結果、自分で判断が付けられなかったバレストルが、自分の主であるジョセフィーヌに判断を仰ぐと、ジョセフィーヌはフッと笑みを零して……。眼下に広がる景色を指差しながら、バレストルに対して問いかけた。
「バレストル。あそこにある町が、ライオネル領の領都でよいですね?」
ワルツの事を気にしていないジョセフィーヌを前に、バレストルは戸惑いが拭えなかったものの……。彼は、ジョセフィーヌの問いかけに対する返答を優先することにしたようである。
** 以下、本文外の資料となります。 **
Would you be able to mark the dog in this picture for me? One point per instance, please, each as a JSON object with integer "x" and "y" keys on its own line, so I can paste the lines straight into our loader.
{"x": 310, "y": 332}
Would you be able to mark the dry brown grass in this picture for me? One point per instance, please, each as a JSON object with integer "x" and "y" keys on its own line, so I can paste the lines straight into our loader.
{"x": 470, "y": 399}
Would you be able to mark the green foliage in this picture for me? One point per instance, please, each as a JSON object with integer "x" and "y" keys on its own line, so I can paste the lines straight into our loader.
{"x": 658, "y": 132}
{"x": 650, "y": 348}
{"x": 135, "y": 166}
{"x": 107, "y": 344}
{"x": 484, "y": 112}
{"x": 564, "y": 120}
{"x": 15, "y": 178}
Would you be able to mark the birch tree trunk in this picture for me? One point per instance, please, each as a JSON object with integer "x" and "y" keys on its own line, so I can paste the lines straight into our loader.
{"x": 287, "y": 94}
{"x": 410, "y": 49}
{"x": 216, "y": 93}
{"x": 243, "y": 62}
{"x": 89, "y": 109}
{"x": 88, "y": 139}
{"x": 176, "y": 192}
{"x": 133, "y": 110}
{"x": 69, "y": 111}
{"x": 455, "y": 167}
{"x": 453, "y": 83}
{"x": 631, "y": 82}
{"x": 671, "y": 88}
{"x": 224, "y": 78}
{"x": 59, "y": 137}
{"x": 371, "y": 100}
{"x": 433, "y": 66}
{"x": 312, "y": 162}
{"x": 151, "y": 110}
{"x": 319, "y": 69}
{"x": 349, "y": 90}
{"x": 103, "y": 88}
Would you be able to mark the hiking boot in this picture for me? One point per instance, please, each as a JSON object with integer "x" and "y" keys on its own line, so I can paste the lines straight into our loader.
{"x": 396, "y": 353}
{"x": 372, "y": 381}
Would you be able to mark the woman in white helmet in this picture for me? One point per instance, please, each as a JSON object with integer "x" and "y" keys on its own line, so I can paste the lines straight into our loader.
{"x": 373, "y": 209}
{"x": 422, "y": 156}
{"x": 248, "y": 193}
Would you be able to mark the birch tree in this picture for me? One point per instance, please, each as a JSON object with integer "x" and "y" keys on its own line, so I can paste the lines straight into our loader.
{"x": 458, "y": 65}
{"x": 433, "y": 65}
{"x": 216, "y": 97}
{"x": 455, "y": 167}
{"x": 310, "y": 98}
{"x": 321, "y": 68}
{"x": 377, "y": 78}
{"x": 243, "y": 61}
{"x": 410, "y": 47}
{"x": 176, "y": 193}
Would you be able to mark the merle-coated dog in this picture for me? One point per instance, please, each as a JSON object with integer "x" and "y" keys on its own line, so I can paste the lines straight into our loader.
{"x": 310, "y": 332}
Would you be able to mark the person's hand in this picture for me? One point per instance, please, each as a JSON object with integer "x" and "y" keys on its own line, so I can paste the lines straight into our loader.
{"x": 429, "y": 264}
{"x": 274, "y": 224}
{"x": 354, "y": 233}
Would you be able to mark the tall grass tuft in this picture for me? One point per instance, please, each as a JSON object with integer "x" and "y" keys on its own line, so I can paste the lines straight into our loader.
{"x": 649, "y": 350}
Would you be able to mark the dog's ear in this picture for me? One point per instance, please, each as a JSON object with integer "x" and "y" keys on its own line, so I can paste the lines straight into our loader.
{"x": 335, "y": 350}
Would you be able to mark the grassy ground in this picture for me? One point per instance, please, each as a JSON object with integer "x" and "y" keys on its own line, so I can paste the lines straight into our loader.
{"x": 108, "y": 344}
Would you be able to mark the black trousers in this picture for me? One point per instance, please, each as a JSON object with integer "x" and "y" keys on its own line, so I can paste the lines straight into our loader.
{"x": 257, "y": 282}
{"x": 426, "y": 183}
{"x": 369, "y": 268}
「……えぇ、間違いありません。あれはまさしくライオネル領の領都ライオブルク。我々の目的地です」
バレストルが頷くと、今度はポテンティアが口を開いた。
『確認が取れたようですね。では、ワルツ様?いかがいたしましょう?吹き飛ばしますか?』
「んー、そうねぇ……」
ポテンティアとワルツのやり取りを聞いて、ワンテンポ遅れて、ジョセフィーヌとバレストルが反応する。
「「ふ、吹き飛ばす?!」」
同時に飛んできた疑問に対し、ワルツが反応した。
「えっ?だって、今、ライオネル領にいるのは、裏切り者の集団なんでしょ?一人一人粛清するより、ひと思いに吹き飛ばした方が楽じゃない?」
本気か冗談かは不明だが、ワルツはジョセフィーヌたちに問いかけた。
すると、ジョセフィーヌが首を横に振って、ワルツの問いかけを否定する。
「い、いいえ。吹き飛ばすというのは、やり過ぎです。確かに、上層部は私たちを裏切っているかも知れませんが、ライオブルクに住まう民たちまで、反旗を翻しているわけではないはずです。何より彼らは私の国民。真偽が分からない状態で、いきなり処刑するような真似は出来ません」
「……そう。あ、一応言っておくけど、吹き飛ばすって言うのは冗談よ?吹き飛ばすことは簡単に出来るけど、無差別に攻撃できるほど、私だって鬼じゃないし……」
と言って、ワルツが肩を竦めると、ポテンティアが『えっ』と声を上げる。それに対し、ワルツが眉を顰めた。
「えっ……まさか、本当に吹き飛ばすと思ってたの?」
『えぇ、普段のワルツ様なら、遠慮無く吹き飛ばしますよね?』
「いやいや、私がそんな血も涙も無いようなことを……いや、確かに物理的には血も涙も流れていないけれど、いきなり攻撃するような非道なことなんてしないわよ。一度だって、そんなことしたことある?」
『……エクレリア侵攻の時とか?』
「あれは……相手が不死身だから、死人は出ないはずだし、ちょっとくらい大規模に攻撃しても良いかな、って思っただけだから例外中の例外よ?うん」
「「「…………」」」
そんな言い訳を口にするワルツを前に、ジョセフィーヌとバレストル、そしてマリアンヌは思わず閉口した。皆、ワルツの発言が冗談ではなく、彼女が本当に大量虐殺した事があるのだと、勘違いしたようである。まぁ、それが勘違いと言えるのかどうかは、微妙なところだが。